Has anyone found some mesh-normals finding code that produces nice results in unity, as good as the recalculatenormals? Because the built-in function cannot be multi-cored, held in an array prior to writing, edited, it has bugs along seams, etc.

could you prevent me having to search around the Internet searching for and converting codes for many hours in order to find one? do you know a really good code for it in C++?

please post what you have:roll_eyes: it would be heavily of you

I’m not sure if I correctly understand your problem. . .but I think it may be a matter of averaging the normal when a vertex is shared by multiple faces. I may have C++ code lying around, I just have to look for it. Since DirectX has this I didn’t have to use my own, OpenGL on the other hand didn’t, and I did :slight_smile:

That last bit is to see if you’re following long.

Would you please post a picture of what you have.

Is this a preprocessing issue or something you are trying to do at runtime?

Why C++? Unity doesn’t use C++ for scripting.

Create two vectors based on a triangles three vertices and then take the cross product of these two vectors and normalize it.

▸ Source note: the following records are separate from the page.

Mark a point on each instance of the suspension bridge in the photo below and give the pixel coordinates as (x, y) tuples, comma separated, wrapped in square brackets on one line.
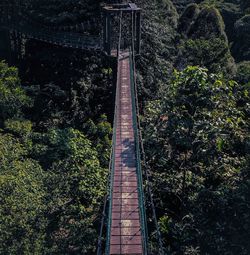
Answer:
[(123, 224)]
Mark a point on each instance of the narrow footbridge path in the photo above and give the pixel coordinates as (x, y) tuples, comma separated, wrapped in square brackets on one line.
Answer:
[(126, 215)]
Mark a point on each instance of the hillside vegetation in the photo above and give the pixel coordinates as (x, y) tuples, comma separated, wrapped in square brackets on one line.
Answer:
[(56, 110)]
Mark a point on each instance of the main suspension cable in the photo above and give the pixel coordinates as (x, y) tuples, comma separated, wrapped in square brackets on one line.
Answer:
[(148, 182)]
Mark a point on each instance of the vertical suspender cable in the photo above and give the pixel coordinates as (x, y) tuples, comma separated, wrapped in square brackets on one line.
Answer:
[(148, 184)]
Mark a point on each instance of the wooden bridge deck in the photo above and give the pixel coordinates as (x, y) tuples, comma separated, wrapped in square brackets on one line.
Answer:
[(125, 236)]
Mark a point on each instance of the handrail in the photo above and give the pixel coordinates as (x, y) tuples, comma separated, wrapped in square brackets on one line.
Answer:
[(114, 140)]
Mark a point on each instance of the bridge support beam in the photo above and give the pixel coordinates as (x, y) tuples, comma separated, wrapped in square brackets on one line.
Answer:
[(107, 33)]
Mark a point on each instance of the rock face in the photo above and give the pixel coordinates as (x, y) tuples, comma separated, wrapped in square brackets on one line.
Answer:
[(186, 19), (204, 41), (182, 4)]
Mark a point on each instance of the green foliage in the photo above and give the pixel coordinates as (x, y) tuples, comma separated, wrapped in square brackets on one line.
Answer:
[(12, 96), (210, 53), (197, 145), (240, 47), (243, 72), (204, 41), (76, 187), (22, 196)]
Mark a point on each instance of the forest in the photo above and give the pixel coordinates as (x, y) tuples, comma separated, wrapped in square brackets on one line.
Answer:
[(56, 124)]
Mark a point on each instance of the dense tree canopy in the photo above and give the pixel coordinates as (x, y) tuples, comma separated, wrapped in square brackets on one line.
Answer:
[(55, 131)]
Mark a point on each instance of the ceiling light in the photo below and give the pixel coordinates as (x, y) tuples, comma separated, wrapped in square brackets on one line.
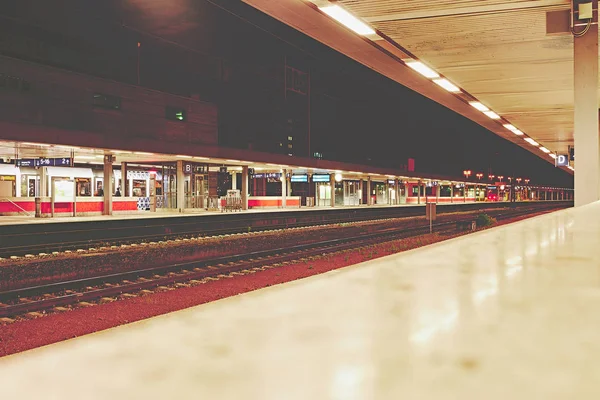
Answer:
[(446, 84), (423, 69), (492, 115), (479, 106), (532, 142), (348, 20)]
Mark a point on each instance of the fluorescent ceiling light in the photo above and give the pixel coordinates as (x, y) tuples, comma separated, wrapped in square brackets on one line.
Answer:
[(348, 20), (423, 69), (532, 142), (513, 129), (479, 106), (492, 115), (446, 84)]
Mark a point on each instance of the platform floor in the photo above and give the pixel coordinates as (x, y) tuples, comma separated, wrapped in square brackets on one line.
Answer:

Although the method mentioned does produce a normal, it does not account for when the same vertex is shared among multiple faces that may be oriented differently.

Take all the triangles around a vertex, do what BFGames wrote for each of and add them together. Now, normalize the result. Done.

Do a first pass with what BFGames wrote for each, so that you can get naive normals. Then take all the triangles around a vertex that are not on the opposite side of a seam edge, or have a naive normal that is over the crease angle limit, and do what Dantus wrote, and add them together scaled with the edge weights specified. Now normalize the result. Done.

Do what halley wrote, enjoy, and then go buy an ice cream!

Also remember that order matters when calculating the cross product otherwise you could have inverse normal.

a x b != b x a (not commutative).

So if winding is anti-clockwise you swap around a and b terms.